SimpleTuner
SimpleTuner copied to clipboard
Error when using flow_schedule_auto_shift
After 99 steps I get this error message:
Epoch 1/69, Steps: 1%|▏ | 99/10000 [41:26<63:52:24, 23.22s/it, grad_absmax=0.002, lr=0.000358, step_loss=0.356]
Calculate validation loss (clothing-eval): 0%| | 0/1 [00:00<?, ?it/s]Calculate validation loss (clothing-eval): 0%| | 0/1 [00:00<?, ?it/s]
`mu` must be passed when `use_dynamic_shifting` is set to be `True`
Traceback (most recent call last):
File "/root/SimpleTuner/train.py", line 71, in <module>
trainer.train()
File "/root/SimpleTuner/helpers/training/trainer.py", line 2334, in train
all_accumulated_losses = self.evaluation.execute_eval(
^^^^^^^^^^^^^^^^^^^^^^^^^^^^^
File "/root/SimpleTuner/helpers/training/validation.py", line 1696, in execute_eval
ds_losses = self._evaluate_dataset_pass(
^^^^^^^^^^^^^^^^^^^^^^^^^^^^
File "/root/SimpleTuner/helpers/training/validation.py", line 1567, in _evaluate_dataset_pass
eval_timestep_list = self.get_timestep_schedule(noise_scheduler)
^^^^^^^^^^^^^^^^^^^^^^^^^^^^^^^^^^^^^^^^^^^
File "/root/SimpleTuner/helpers/training/validation.py", line 1522, in get_timestep_schedule
noise_scheduler.set_timesteps(self.config.eval_timesteps)
File "/usr/local/lib/python3.12/site-packages/diffusers/schedulers/scheduling_flow_match_euler_discrete.py", line 276, in set_timesteps
raise ValueError("`mu` must be passed when `use_dynamic_shifting` is set to be `True`")

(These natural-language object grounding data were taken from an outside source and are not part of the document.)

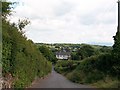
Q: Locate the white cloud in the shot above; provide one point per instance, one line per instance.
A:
(70, 21)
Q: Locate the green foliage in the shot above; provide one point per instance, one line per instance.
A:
(93, 69)
(63, 66)
(116, 53)
(21, 57)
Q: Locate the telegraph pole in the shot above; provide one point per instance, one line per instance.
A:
(118, 15)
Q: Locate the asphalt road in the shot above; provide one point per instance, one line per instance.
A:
(56, 80)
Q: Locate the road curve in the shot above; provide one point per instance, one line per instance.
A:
(56, 80)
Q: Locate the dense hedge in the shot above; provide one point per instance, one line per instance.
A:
(93, 69)
(21, 57)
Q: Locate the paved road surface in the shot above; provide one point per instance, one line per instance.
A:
(56, 80)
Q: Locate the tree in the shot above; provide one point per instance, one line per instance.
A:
(116, 52)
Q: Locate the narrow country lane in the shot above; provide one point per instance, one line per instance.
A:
(56, 80)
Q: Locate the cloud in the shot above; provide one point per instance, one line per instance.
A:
(69, 21)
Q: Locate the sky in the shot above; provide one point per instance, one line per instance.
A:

ValueError: `mu` must be passed when `use_dynamic_shifting` is set to be `True`
Epoch 1/69, Steps: 1%|▏ | 100/10000 [41:34<68:36:35, 24.95s/it, grad_absmax=0.002, lr=0.000358, step_loss=0.356]
The config file used is:
{
"--resume_from_checkpoint": "latest",
"--data_backend_config": "config/clothing_250501_local.json",
"--aspect_bucket_rounding": 2,
"--seed": 42,
"--minimum_image_size": 0,
"--disable_benchmark": false,
"--output_dir": "/root/SimpleTuner/modal_output",
"--lora_type": "lycoris",
"--lycoris_config": "config/lycoris_config.json",
"--num_train_epochs": 0,
"--max_train_steps": 10000,
"--ignore_final_epochs": true,
"--checkpointing_steps": 100,
"--validation_steps": 100,
"--eval_steps_interval": 100,
"--ema_update_interval": 1,
"--checkpoints_total_limit": 20,
"--attention_mechanism": "diffusers",
"--hub_model_id": "roman_clothing",
"--push_to_hub": "true",
"--push_checkpoints_to_hub": "true",
"--tracker_project_name": "stablellama-stable-llama",
"--tracker_run_name": "clothing_250501-01",
"--report_to": "wandb",
"--model_type": "lora",
"--pretrained_model_name_or_path": "/root/FLUX.1-dev/",
"--model_family": "flux",
"--train_batch_size": 4,
"--gradient_accumulation_steps": "3",
"--gradient_checkpointing": "true",
"--caption_dropout_probability": 0.0,
"--resolution_type": "pixel_area",
"--resolution": 1024,
"--validation_seed": 42,
"--validation_resolution": "1024x1024",
"--validation_guidance": 3.5,
"--validation_guidance_rescale": "0.0",
"--validation_num_inference_steps": "20",
"--num_eval_images": 1,
"--user_prompt_library": "config/user_prompt_library.json",
"--validation_torch_compile": "false",
"--mixed_precision": "bf16",
"--optimizer": "adamw_bf16",
"--learning_rate": "3e-5",
"--lr_end": "1e-6",
"--lr_scale": true,
"--lr_scheduler": "polynomial",
"--lr_warmup_steps": 25,
"--base_model_precision": "int8-quanto",
"--use_ema": true,
"--ema_validation": "comparison",
"--ema_decay": "0.999",
"--flow_schedule_shift": 0,
"--flow_schedule_auto_shift": true,
"--flux_guidance_value": 1.0
}
Running again, this time with reduced numbers for the different steps it's failing after 25 more steps. And the only number reduced to 25 is --eval_steps_interval - so I guess it must be an issue with the eval
Changing the config to "--eval_steps_interval": 2500000 (i.e. effectively disabling eval) makes the model train normally, including generation of validation images et al.
=> This issue is caused by eval